Le percheron d’Amérique à la rescousse de son ancêtre normand

Paris (France), 10 août 2003 – Le percheron d’Amérique, un cheval normand exporté vers les Etats-Unis au XIXe siècle, est aujourd’hui réimporté en France pour renouveler le sang de son ancêtre.

Cheval de trait solide et puissant, le percheron avait franchi l’Atlantique pour être attelé aux chariots des pionniers américains lors de la conquête de l’Ouest. « Le marché était conséquent puisqu’une ligne commerciale existait entre Nogent-le-Rotrou (Eure-et-Loir), Le Havre et les Etats-Unis », explique Jean-Philippe Andrieu, membre de l’association Traits de Génie. Cette organisation se consacre à la promotion des chevaux lourds.

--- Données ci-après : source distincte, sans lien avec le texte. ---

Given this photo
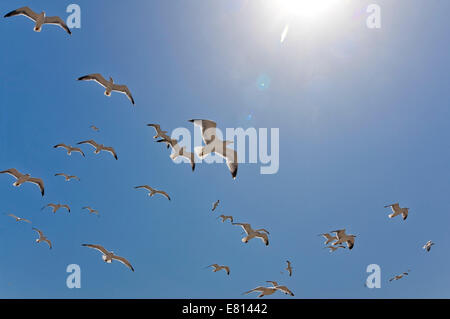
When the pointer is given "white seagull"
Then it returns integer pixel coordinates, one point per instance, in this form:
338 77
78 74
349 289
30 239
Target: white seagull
100 147
428 245
109 256
397 210
153 191
39 18
251 233
42 238
69 148
23 178
68 177
108 85
214 144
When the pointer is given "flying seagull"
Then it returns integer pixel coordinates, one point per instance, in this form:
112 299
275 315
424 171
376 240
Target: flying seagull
224 218
39 18
178 151
214 144
218 268
109 256
397 210
215 205
19 219
153 191
328 238
42 238
428 245
23 178
69 148
100 147
108 85
56 207
283 289
344 238
91 210
68 177
258 233
289 267
265 291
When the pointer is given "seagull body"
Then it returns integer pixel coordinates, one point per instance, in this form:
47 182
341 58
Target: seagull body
56 207
178 150
283 289
39 18
100 147
91 210
19 219
153 191
397 210
428 245
224 218
329 238
108 85
344 238
69 148
67 177
215 205
289 267
23 178
218 268
251 233
109 256
42 238
265 291
214 144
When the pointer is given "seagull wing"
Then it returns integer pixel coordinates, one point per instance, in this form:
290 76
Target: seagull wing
123 261
38 182
25 11
57 21
97 77
123 89
13 172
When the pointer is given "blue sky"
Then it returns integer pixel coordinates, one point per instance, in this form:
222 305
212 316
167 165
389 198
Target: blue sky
363 117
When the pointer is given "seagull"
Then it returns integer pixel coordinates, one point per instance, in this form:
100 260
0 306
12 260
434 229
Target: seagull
56 207
258 233
218 268
329 238
428 245
153 191
283 289
178 150
215 205
91 210
108 256
216 145
399 276
23 178
334 248
108 85
100 147
265 291
69 148
224 218
68 177
397 211
289 267
39 18
159 132
42 238
19 219
344 238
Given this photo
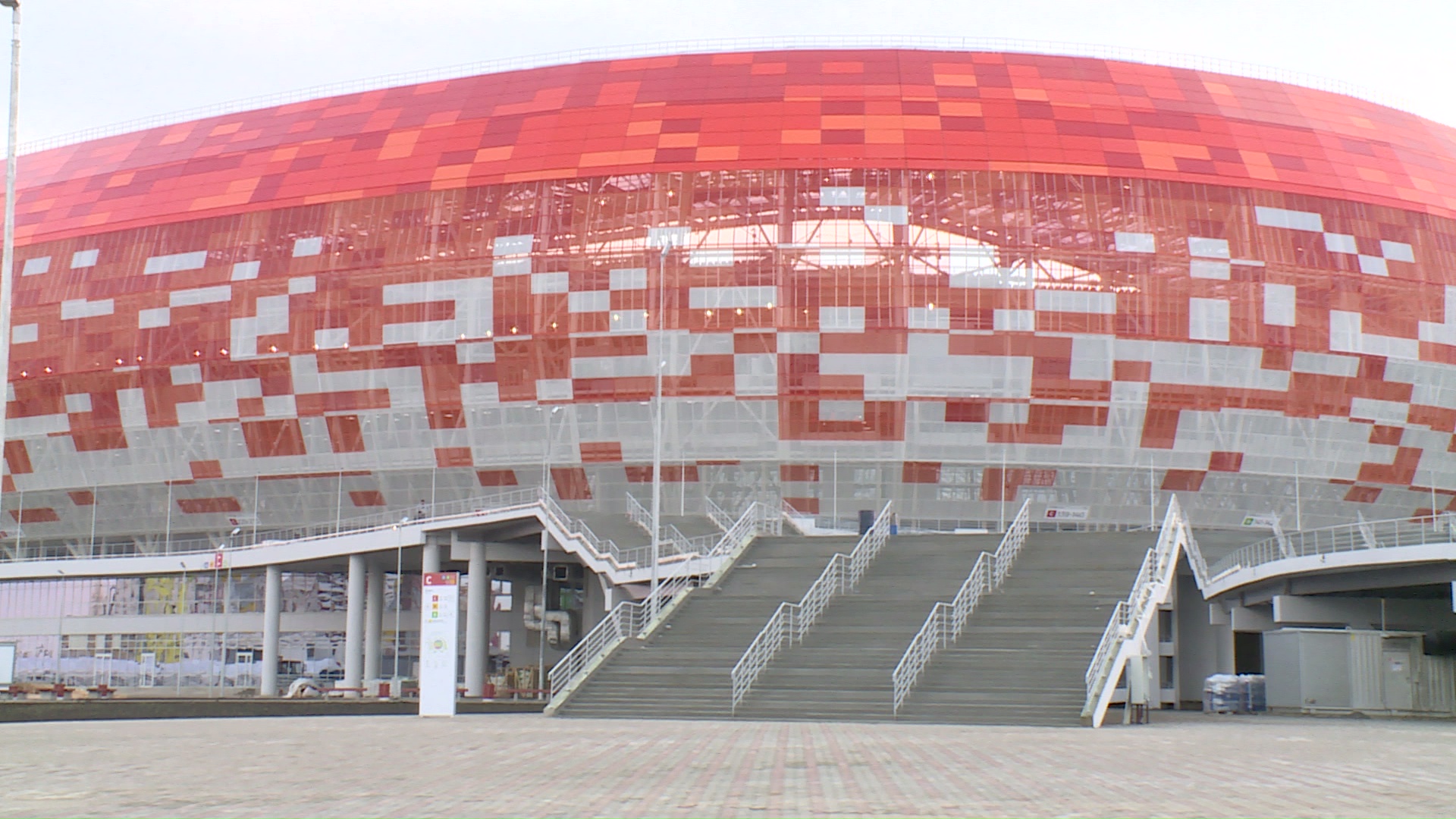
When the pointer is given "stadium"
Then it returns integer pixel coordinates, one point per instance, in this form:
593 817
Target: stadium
956 293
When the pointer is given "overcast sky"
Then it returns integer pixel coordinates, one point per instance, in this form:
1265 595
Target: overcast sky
93 63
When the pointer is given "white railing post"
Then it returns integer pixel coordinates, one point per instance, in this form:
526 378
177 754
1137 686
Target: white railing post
792 621
944 626
632 618
1128 627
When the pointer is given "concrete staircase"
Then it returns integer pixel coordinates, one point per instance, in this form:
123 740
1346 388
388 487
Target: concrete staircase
842 668
683 670
1022 654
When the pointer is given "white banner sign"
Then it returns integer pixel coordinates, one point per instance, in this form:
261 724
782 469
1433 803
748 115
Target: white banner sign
437 643
1066 513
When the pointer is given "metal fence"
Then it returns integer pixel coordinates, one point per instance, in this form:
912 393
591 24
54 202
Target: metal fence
791 621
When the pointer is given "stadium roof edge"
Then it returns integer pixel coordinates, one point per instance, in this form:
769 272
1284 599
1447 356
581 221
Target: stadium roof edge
730 46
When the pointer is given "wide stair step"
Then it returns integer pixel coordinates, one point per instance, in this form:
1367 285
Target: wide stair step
1019 659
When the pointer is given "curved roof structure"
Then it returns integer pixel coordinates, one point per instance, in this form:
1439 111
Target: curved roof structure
954 279
750 110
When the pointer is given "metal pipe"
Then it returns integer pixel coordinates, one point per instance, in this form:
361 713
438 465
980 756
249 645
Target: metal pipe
657 428
8 256
354 624
373 620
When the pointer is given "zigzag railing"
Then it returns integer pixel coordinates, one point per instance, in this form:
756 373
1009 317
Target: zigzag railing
944 626
625 620
1343 538
631 618
381 521
791 621
1128 627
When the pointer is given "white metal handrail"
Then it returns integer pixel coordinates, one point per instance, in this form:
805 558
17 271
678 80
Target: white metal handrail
946 621
509 500
1130 620
791 621
625 620
638 513
1343 538
631 618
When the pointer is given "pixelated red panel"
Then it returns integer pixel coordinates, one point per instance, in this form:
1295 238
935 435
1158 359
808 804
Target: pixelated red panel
367 497
495 477
921 472
209 504
783 110
670 474
802 504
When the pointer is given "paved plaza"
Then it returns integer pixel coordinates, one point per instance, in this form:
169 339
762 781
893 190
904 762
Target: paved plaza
530 765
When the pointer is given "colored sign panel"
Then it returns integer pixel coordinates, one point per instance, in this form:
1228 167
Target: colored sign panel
438 629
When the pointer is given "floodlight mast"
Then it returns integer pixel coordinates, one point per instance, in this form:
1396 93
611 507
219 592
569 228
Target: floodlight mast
8 257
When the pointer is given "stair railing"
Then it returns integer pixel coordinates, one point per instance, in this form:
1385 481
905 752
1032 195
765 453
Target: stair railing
625 620
1128 627
717 515
791 621
638 513
634 618
944 626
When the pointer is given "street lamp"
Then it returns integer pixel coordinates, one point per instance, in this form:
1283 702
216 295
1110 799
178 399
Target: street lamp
8 257
657 422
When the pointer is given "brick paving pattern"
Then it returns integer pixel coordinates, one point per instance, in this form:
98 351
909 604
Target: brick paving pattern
1185 765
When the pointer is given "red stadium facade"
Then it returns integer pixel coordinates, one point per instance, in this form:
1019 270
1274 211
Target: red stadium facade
957 280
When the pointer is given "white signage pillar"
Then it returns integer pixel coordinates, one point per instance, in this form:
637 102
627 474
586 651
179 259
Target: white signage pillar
437 643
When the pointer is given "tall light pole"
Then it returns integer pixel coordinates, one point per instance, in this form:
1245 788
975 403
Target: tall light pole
8 257
657 423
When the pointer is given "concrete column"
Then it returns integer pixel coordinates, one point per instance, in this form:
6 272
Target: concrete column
273 611
354 626
373 620
428 564
476 643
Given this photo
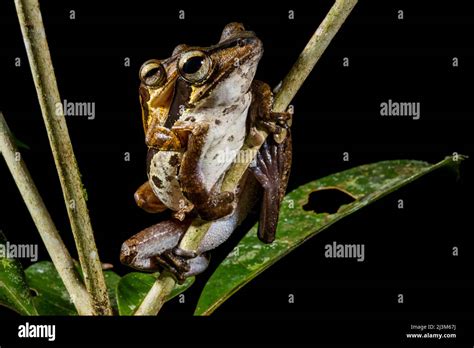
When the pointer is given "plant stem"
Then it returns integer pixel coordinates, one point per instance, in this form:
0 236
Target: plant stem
46 228
34 37
308 58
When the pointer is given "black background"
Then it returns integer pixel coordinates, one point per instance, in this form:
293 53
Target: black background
338 109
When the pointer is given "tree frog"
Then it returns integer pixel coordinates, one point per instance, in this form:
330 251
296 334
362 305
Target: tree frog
199 107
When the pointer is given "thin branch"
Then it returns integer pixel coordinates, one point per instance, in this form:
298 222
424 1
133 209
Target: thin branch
308 58
34 37
51 238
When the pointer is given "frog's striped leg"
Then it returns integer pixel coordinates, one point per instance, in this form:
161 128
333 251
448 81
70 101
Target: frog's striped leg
272 171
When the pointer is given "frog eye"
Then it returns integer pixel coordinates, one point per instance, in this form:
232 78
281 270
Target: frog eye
152 73
195 66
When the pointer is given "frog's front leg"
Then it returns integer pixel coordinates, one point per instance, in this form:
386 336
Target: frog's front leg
182 267
140 251
262 116
210 205
147 200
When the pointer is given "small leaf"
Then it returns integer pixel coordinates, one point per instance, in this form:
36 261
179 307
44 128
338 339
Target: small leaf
14 292
133 287
52 297
250 257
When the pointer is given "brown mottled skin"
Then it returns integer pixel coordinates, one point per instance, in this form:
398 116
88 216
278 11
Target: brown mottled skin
160 107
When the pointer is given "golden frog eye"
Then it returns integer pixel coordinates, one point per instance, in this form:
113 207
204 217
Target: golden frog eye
195 66
152 73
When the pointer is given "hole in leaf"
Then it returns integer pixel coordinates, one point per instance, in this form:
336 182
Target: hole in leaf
327 200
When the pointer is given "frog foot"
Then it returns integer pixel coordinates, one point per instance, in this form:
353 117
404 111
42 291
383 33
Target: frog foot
177 265
217 206
277 124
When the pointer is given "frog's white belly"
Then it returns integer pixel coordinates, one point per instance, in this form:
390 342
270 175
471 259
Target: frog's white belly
226 135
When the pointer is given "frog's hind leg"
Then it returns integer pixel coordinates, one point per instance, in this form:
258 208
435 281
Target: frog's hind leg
272 172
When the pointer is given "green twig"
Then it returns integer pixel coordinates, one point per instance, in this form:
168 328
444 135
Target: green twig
34 37
290 85
51 238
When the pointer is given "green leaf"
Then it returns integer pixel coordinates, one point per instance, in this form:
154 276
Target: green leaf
14 292
250 257
52 297
133 287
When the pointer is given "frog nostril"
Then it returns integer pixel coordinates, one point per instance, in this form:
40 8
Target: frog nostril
124 252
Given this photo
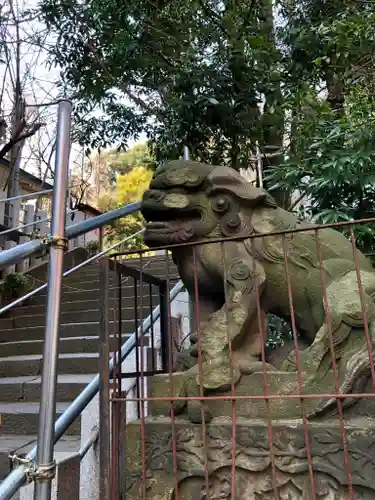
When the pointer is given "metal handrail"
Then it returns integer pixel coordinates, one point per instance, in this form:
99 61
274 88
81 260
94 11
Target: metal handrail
33 223
31 248
68 273
16 478
32 195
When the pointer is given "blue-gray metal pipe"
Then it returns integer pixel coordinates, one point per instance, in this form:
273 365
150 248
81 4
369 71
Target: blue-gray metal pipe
39 247
13 482
47 410
101 220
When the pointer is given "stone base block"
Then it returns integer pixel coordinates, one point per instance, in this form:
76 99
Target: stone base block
252 386
269 462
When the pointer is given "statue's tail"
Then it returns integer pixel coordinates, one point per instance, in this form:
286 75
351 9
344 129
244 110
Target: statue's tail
356 372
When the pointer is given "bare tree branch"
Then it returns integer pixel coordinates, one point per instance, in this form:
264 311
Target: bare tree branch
19 137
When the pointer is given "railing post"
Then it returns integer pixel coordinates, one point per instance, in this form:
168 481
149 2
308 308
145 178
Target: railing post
192 325
164 340
186 153
45 465
104 425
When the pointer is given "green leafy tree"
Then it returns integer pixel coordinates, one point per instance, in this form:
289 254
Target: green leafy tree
187 72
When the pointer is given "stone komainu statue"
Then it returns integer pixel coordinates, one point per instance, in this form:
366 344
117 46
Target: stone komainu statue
240 281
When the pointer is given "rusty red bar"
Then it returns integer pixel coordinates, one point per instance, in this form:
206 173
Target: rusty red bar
299 370
142 384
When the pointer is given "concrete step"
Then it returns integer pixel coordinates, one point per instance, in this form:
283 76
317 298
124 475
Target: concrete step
81 329
31 364
27 389
94 294
23 418
89 315
19 444
84 302
68 344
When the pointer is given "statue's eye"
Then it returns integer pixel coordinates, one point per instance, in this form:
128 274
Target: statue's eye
220 204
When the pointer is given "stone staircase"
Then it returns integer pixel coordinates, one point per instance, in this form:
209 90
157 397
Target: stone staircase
21 347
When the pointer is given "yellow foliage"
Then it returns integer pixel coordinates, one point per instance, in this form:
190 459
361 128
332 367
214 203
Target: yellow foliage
130 186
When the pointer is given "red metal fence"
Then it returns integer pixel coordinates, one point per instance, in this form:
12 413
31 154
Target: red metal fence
327 381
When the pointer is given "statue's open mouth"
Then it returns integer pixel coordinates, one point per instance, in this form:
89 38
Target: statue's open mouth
170 227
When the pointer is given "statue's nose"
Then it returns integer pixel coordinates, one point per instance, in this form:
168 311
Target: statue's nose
153 195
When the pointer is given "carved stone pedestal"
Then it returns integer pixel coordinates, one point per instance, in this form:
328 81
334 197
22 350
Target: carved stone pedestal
179 456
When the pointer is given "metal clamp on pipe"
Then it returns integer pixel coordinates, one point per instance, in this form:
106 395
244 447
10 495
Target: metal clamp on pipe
43 472
57 242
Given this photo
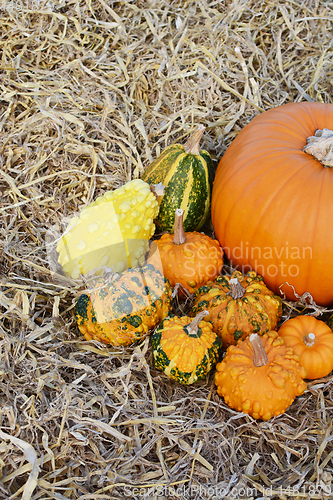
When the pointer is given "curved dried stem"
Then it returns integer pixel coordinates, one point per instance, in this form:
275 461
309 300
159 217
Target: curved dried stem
259 354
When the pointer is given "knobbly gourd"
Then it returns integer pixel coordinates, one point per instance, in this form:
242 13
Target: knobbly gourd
125 308
190 259
185 349
187 174
312 340
260 376
112 231
272 199
238 305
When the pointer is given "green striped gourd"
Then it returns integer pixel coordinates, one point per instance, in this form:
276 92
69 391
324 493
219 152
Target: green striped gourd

Aujourd’hui, le percheron d’outre-Atlantique connaît à son tour un réel succès en France. Au Haras national du Pin (Orne), un étalon américain a été acheté en 1993 « dans le but d’alléger la race et de l’adapter aux activités de loisir », explique David Jollivet, adjoint au chef de dépôt du haras.

L’engouement est identique chez des éleveurs privés parmi lesquels Isabelle Dimer, qui a acquis cinq chevaux américains pour son haras de Lagadelière (Eure-et-Loir). « Quand je me suis rendue aux Etats-Unis, j’ai eu un véritable coup de foudre pour ces étalons », raconte Isabelle Dimer. « La différence entre les deux types de percherons est flagrante. Le percheron d’Amérique est un parfait diligencier. Plus noir et plus haut, il se distingue aussi par son port d’encolure et de tête », ajoute-t-elle. Le diligencier est capable d’allures rapides alors que le trait peut tirer de lourdes charges en marchant au pas.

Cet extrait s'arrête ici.